Curbing inflation is 'a delicate balancing game' - Mohohlo

'We are witnessing what I call a perfect storm,' Governor Linah Mohohlo said at the launch of the Bank of Botswana Annual Report for 2007 on Tuesday.

But it reached double digits 11.1 percent in April due to increasing food and fuel prices, undermining BoB's inflation target of 3 to 6 percent in the medium-term.Subsequently, BoB increased its key interest rate by 50 basis points to 15 percent in May to try to curb inflation.

However, the central bank said it expected inflation to subside towards the end of the year to average 6 percent.

Mohohlo said in efforts to contain inflation, the bank would also be mindful of the country's economic growth.

'Its our responsibility that we anchor inflation expectations,' she said, 'but we have to make sure we don't undermine economic growth. It's a delicate balance.'

Corroborating the Governor's interpretation, BoB's Deputy Director responsible for Research, Matthew Wright, said the current rise in inflation was due to second round effects - which were likely to spread in the short-term - flowing from high fuel prices.
'We are concerned, but we will turn the corner,' Wright said. 'When you look at the price trends of commodity groups, the significant changes are in the transport group due to fuel price increases while other groups have been stable. There is little we can do about it because it has been in the system for a while.'

The national Consumer Price Index (CPIX) for April was 114.4, up by 2.1 percent on the 112.1 for March.

The Transport group index registered an increase of 5.8 percent from 112.8 to 119.3 between the two periods.
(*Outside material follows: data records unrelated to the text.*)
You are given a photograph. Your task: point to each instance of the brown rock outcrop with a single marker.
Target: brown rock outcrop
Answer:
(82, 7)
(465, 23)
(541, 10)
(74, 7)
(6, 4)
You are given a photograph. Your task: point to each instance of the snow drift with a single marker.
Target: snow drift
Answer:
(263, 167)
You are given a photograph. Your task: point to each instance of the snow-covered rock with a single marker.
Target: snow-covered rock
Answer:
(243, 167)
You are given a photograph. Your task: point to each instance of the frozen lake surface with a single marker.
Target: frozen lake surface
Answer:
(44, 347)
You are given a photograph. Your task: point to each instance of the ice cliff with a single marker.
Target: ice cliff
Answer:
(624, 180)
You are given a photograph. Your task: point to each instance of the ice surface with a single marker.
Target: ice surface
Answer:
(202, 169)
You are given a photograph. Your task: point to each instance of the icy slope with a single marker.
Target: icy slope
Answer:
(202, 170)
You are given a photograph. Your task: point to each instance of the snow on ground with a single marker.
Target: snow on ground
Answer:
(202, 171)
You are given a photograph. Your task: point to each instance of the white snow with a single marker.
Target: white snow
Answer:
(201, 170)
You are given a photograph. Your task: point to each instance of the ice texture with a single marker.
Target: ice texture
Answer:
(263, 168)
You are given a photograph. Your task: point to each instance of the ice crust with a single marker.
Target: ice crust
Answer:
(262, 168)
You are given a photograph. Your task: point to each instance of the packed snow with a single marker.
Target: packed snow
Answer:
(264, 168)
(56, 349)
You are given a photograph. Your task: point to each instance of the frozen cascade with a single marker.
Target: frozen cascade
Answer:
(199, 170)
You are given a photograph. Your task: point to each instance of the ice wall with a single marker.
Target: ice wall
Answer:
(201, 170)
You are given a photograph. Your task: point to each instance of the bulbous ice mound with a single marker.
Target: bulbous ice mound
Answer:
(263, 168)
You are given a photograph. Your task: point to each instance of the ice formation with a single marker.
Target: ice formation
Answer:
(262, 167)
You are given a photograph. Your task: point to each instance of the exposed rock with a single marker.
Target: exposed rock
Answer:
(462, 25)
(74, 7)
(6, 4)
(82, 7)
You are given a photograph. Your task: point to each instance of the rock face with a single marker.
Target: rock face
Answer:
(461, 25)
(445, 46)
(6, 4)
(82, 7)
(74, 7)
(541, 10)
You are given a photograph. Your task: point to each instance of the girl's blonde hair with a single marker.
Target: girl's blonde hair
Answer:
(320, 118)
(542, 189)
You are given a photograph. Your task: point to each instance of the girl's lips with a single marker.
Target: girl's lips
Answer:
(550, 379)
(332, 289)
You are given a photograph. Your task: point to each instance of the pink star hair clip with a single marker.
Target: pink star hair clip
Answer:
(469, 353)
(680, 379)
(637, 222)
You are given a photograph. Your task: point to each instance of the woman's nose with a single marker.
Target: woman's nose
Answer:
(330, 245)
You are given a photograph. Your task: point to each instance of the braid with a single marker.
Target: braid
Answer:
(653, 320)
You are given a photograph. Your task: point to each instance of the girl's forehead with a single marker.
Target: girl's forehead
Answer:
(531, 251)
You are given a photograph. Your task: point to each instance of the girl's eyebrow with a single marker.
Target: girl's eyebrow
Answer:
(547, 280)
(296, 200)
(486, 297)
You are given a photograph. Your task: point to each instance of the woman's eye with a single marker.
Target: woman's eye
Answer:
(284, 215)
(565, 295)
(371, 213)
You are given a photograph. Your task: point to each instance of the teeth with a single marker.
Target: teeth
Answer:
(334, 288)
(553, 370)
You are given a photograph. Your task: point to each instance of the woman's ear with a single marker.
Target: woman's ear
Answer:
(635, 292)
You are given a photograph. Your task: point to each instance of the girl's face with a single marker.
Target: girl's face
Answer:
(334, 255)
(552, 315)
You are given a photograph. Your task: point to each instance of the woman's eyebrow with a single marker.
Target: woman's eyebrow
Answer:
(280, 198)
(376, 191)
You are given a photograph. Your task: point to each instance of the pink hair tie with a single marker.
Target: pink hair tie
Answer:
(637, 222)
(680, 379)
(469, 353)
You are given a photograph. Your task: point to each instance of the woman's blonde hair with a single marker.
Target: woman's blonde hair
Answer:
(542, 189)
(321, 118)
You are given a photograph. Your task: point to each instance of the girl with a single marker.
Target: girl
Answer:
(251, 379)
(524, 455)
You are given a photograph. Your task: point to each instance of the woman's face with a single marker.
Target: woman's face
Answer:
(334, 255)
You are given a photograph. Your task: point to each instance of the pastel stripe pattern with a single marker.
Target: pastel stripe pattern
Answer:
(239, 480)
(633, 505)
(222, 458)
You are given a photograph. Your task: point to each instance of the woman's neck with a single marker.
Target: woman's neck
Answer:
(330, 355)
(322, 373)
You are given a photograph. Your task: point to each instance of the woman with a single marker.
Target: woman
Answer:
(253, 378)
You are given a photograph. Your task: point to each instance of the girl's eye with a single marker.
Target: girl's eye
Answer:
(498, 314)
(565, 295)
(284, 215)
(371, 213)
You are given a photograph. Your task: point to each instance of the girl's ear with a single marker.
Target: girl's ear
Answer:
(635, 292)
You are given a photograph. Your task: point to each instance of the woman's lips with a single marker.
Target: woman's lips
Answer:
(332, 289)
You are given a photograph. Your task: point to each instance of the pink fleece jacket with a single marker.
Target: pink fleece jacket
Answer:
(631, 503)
This was due to the rise in the constituent index of Operation of Personal Transport, which rose by 10.0 percent from 112.1 in March to 123.4 in April. 
The increase in Operation of Personal Transport index was mainly due to the rise in pump prices for both diesel and petrol by P1.61 and P0.48 per litre respectively, which were effected on April 14.

 The central bank said its monetary policy framework centred on the annual Monetary Policy Statement (MPS) has continued to evolve. In the 2008 MPS, BoB introduced several changes to the framework, including abandoning both the short-term inflation objective and commercial bank credit growth as an intermediate target.
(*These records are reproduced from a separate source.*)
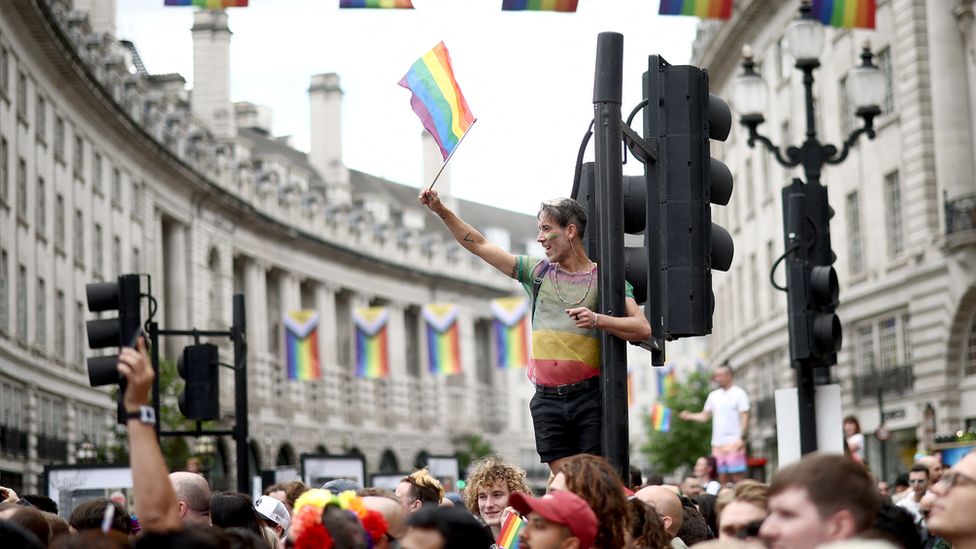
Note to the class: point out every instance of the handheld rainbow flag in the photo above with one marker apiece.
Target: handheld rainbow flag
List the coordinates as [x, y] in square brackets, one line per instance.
[508, 536]
[511, 331]
[393, 4]
[438, 101]
[208, 4]
[372, 353]
[845, 13]
[302, 345]
[539, 5]
[443, 349]
[714, 9]
[661, 418]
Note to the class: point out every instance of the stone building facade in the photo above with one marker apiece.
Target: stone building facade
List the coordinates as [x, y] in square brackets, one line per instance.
[903, 230]
[106, 169]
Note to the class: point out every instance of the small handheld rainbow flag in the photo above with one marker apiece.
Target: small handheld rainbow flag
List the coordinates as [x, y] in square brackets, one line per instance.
[714, 9]
[393, 4]
[437, 99]
[372, 353]
[539, 5]
[661, 418]
[845, 13]
[511, 331]
[208, 4]
[443, 348]
[302, 345]
[508, 536]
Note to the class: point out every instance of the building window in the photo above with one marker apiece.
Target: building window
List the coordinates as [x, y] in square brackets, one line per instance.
[59, 336]
[22, 303]
[855, 251]
[79, 251]
[896, 238]
[40, 120]
[97, 251]
[59, 139]
[40, 211]
[883, 62]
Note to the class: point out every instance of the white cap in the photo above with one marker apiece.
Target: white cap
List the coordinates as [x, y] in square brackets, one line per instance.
[273, 510]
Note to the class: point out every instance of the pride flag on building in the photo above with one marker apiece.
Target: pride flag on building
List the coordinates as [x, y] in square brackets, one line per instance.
[706, 9]
[845, 13]
[393, 4]
[302, 345]
[539, 5]
[372, 351]
[443, 345]
[511, 331]
[437, 99]
[661, 418]
[508, 536]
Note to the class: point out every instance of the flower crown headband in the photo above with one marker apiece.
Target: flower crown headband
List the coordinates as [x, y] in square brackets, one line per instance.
[309, 532]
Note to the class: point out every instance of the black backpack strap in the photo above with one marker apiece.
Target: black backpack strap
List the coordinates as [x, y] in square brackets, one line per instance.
[537, 283]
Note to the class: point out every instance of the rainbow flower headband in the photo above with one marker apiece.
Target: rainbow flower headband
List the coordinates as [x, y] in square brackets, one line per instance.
[307, 528]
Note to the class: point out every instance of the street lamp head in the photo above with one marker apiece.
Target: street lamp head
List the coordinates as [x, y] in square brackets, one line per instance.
[866, 86]
[805, 37]
[750, 94]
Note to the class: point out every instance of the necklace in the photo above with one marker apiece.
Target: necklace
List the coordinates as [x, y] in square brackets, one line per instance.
[555, 284]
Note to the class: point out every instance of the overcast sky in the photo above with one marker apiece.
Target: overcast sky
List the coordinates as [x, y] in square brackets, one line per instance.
[527, 76]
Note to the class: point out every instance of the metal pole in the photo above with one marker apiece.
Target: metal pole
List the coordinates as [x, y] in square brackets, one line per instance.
[239, 331]
[608, 196]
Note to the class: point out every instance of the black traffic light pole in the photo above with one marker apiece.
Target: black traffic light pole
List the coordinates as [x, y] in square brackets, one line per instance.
[608, 198]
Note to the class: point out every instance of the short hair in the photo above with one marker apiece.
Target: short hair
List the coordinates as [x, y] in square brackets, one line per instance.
[565, 212]
[489, 472]
[919, 468]
[424, 487]
[821, 475]
[89, 514]
[458, 527]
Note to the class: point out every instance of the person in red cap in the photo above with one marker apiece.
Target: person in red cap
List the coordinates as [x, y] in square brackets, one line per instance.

Going forward, BoB said inflation forecasts it produced would be a principal guide for setting monetary policy to meet a three-year rolling inflation objective.'For this to be effective, it is essential that the inflation forecasting capability of the Bank is further consolidated,' it said.
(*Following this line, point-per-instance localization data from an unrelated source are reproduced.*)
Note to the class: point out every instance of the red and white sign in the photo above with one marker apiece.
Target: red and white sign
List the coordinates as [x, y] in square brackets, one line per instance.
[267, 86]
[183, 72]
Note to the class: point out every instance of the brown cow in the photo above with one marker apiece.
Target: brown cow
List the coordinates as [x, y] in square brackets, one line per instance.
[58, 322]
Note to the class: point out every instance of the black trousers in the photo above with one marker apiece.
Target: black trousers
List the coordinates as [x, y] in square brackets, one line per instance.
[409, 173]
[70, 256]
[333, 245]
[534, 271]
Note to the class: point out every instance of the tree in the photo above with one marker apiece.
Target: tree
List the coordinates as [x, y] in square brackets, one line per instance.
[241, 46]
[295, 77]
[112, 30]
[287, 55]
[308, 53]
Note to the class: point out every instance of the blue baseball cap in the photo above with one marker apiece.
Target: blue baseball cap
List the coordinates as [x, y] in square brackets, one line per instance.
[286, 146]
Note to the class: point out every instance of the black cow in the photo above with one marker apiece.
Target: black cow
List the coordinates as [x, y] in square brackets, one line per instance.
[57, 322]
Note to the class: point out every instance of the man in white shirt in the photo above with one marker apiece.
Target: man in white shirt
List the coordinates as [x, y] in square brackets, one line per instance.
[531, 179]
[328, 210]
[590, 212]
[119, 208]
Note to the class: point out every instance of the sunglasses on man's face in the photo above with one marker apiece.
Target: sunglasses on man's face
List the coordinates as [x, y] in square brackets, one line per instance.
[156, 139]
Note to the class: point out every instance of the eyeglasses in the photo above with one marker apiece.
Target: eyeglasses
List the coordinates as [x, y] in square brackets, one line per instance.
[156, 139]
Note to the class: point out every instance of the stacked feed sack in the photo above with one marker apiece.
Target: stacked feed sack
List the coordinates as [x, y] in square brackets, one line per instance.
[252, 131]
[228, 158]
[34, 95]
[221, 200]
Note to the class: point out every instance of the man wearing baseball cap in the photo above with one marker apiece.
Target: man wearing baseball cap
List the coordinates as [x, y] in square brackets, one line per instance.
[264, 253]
'In addition, effective communication concerning policy decisions will reinforce the credibility of the process and guide public expectations regarding the future path of inflation.'

Meanwhile, an economic analyst yesterday told potential foreign investors that with continuing hikes in crude oil prices, domestic inflation would continue to be high while authorities would be forced to increase cost of borrowing.Speaking at the on-going Botswana Economic Forum (BEF), the Managing Director of Econsult Dr Keith Jefferis said 'inflation will come down as quickly as it went up' (only) if the price of crude oil stopped rising.

'We are seeing inflation rising driven by fuel prices,' Jefferis said in response to a question from a delegate from Morgan Stanley.

'We are at 11.1 percent and we could see 12 percent by the end of this month. But inflation is expected to go down to a single digit by the end of the year or early next year.'

Jefferis added that with the current figures, there was nothing the Monetary Policy Committee (MPC) could do regarding interest rates.

Two weeks ago, the MPC responded to rising inflation by raising its benchmark rate (Bank Rate) by half a percentage point or 50 basis points from 14.50 percent to 15 percent.

'There could be another 50 basis point increase,' Jefferis warned.But 'if oil prices behave themselves' and fall, he added, inflation could take the same route and fall to between 7 or 8 percent.